As there is a rational for using immunomodulatory drugs at the acute stage of FCA, immunotherapies are currently used by neuropaediatricians in AIS, mainly as steroids for children with stenosing arteriopathies. However, due to weak evidences, the literature cannot either encourage or discourage this practice.

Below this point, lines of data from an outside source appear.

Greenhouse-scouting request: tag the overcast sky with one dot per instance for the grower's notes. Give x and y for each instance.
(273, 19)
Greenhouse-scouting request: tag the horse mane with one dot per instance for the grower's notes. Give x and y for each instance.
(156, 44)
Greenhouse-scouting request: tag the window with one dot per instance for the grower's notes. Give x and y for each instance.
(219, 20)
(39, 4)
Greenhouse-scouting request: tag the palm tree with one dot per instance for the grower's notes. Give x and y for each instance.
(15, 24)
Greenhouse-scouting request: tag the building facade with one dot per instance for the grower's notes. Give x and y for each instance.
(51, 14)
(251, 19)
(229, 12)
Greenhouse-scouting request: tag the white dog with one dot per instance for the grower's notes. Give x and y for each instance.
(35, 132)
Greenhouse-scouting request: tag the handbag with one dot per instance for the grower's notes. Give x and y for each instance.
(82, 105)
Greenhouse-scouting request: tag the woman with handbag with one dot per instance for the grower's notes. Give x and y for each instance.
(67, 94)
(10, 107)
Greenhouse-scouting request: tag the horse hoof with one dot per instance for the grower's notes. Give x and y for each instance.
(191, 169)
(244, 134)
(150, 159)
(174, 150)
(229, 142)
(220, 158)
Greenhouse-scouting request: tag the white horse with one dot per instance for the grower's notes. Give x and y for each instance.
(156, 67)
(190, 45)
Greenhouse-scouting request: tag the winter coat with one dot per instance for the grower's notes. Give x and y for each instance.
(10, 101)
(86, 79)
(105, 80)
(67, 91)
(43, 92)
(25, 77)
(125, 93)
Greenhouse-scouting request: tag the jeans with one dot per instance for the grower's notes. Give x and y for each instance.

The long term course of children with FCA is only approach to date by retrospective studies and controversies about outcome remain (for example, the recurrence risk on antithrombotic treatment varies notably from quasi zero to 25%). And finally, it is shown in childhood stroke, as well as in the global field of longstanding impairment, that parental and medical points of view do not match consistently. Longitudinal studies are needed to deserve this familial approach.

Sex

All

Ages

6 months to 15 years old

Volunteers

No Healthy Volunteers

Inclusion criteria

-- Aged 6 months to <15 years

AIS ≤ 48 hours
- Newly acquired focal neurological deficit with confirmation by magnetic resonance imaging (MRI) of ischaemic lesion in an arterial territory corresponding with the clinical features (definition of Arterial ischemic stroke).
- Magnetic resonance arteriography showing unilateral proximal stenosis or irregularities of the corresponding carotid trifurcation (i.e. terminal carotid and/or M1-M2 and/or A1 segments) or of the posterior circulation (P1-P2 segments).
- No evidence of an underlying systemic disorder (e.g. lupus erythematodes) explaining the features.
- Informed and signed consent of parents or legal guardians.
French Social Security (Sécurité sociale; i.e. national health coverage) affiliation

Exclusion criteria

Children with secondary central nervous system angiitis due to infections (meningitis, endocarditis, borreliosis), rheumatic or other systemic inflammatory diseases (e.g. lupus erythematodes). These children are already under immune suppression or need other co-medications regarding their underlying disease.
Children with known syndromal and/or genetic vasculopathies such as phaces syndrome, Neurofibromatosis type 1, trisomy 21.
Children with moyamoya or sickle cell disease.
Children with a progressive large to medium vessel childhood primary angiitis of the central nervous system with two out of the following three criteria : Children with progressive neurocognitive dysfunction; Children with bilateral lesions/vessel involvement; Children with distal arterial stenosis (beyond the M2, A1 or P2 segment).
- Children already on steroid treatment at disease onset or with a contraindication to receive steroid treatment (e.g. congenital or acquired immunodeficiency).
Children with delayed diagnosis ≥3 days as treatment start is not allowed to be more ≥5 day-delayed.
Contraindications to steroids (see also summary of product characteristics in chapter 1.1) and notably: Not-manageable infectious, hydro-electrolytic or metabolic (e.g. diabetes mellitus) disorders, or elevated blood pressure, Serious behavioral disorders, Current vaccination with live or attenuated live strains, Allergy/sensibility to any ingredient, Association with some medications such as antiarrhythmic drugs.